Manipulation: That Dirty Word
Have you ever told yourself that you can't ask directly for something you need?
Have you felt like you had to act in a certain way to keep friends or partners?
Have you felt like you had to earn love?
Have people told you that you manipulate them or try to control them?
If you answered yes to any of these (and I think we all could to some extent) you have probably resorted at times to using indirect means to try to get a need met.
Did you know that when you attempt to get your needs met in indirect ways, you are manipulating a person or situation? Manipulation occurs when someone attempts to get their needs met without asking directly. But to be clear, manipulation is not necessarily a bad thing.
Manipulation is defined as:
1: to treat or operate with or as if with the hands or by mechanical means especially in a skillful manner as in manipulate a pencil, manipulate a machine
2a: to manage or utilize skillfully as in quantify our data and manipulate it statistically
b: to control or play upon by artful, unfair, or insidious means especially to one's own advantage
To manipulate is just to get something you need, such as manipulating a drawer to get a pen. However, if you experience ambivalence about your needs, you may feel that it isn’t okay to ask directly and consequently must resort to manipulation. A very common manipulation is when you put on a sad or angry face so that someone will ask you what’s wrong. The direct form of communication would be to speak openly about your feelings. The problem with trying to get your needs met indirectly through manipulating or controlling behaviors is that you never learn that you have a right to ask directly. Therefore, even if you get what you want in the moment, it only meets the need temporarily and is less than satisfying in the long run. This is because you believe (probably inaccurately) that you made the person do something that they wouldn't have done otherwise. Such was the case with Janie.
Janie was coming to counseling for an anxiety disorder. We made a plan to work on skills for dealing with anxiety, but we had trouble spending time in this endeavor because each week there was a crisis that demanded our attention. These crises involved fights with her husband, disturbing calls from her mother, feeling slighted by her boss, etc. I felt concerned that, although the issues that she brought into our sessions seemed important, we weren’t making any progress on the initial topic for which she asked help. We would put out fires each week, but I felt like no real change was happening since she continued to bring in the same kinds of problems. I began to believe that this was a pattern that was not due to outside circumstances but had some deeper meaning for her.
After several probing questions, she shared with me that she didn’t think I would be interested in her if she weren’t in crisis. This was something that she had learned at an early age when her busy and sometimes depressed mother paid attention to her primarily when things were going wrong. Until she became aware of this belief and how it was functioning, she was in danger of pushing others away — they became overwhelmed by her need to be in crisis. The self-fulfilling prophesy here was that the very thing that she did to try to be important to others was pushing them away, which then reinforced her sense that she wasn’t important.

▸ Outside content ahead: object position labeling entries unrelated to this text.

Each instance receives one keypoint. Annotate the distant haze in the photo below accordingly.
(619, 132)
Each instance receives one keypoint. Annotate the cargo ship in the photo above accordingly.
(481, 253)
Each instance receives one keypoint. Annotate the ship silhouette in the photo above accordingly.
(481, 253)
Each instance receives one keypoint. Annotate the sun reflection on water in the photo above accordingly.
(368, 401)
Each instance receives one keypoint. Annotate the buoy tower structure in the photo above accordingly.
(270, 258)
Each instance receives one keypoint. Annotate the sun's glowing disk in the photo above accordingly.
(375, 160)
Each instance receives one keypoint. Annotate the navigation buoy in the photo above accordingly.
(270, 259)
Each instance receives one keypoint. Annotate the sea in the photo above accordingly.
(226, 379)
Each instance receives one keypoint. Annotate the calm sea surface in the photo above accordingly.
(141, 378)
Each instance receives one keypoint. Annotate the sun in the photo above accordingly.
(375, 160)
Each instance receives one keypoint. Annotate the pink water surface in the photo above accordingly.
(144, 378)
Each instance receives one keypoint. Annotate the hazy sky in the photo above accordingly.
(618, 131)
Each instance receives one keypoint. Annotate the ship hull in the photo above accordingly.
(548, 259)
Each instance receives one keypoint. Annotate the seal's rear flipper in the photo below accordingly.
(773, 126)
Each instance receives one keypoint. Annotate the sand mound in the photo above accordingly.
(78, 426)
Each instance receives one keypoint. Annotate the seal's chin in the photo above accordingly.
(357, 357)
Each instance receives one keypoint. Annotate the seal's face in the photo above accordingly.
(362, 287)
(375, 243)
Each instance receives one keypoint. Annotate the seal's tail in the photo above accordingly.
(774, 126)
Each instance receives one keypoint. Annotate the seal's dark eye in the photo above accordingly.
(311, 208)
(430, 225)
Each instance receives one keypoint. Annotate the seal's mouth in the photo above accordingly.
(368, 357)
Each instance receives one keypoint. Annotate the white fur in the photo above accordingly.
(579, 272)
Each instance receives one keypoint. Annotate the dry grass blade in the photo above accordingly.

She needed to learn that she was uniquely interesting with or without a crisis, but she would never find that out with her current behavior. Although she was unaware of it, her pattern of having a crisis every week was a manipulation. She was encouraged to talk about the feelings of not being important rather than try to make (a manipulation) herself important to me every week.
Janie would need to change the original message that she had taken in as a child and begin to believe that she could hold people's affection by being herself. She would need to catch herself when attempting to communicate her need indirectly and replace the old behavior with direct communication. I've written an article (which I hope to expand into a book) about understanding your ambivalence which you can have for free by contacting me through this website.
Challenge Yourself: You might be able to increase your insight into ways that you may unknowingly manipulate others in an attempt to get your needs met by making a list of things that you have difficulty asking for directly. You will need to take steps to begin asking directly.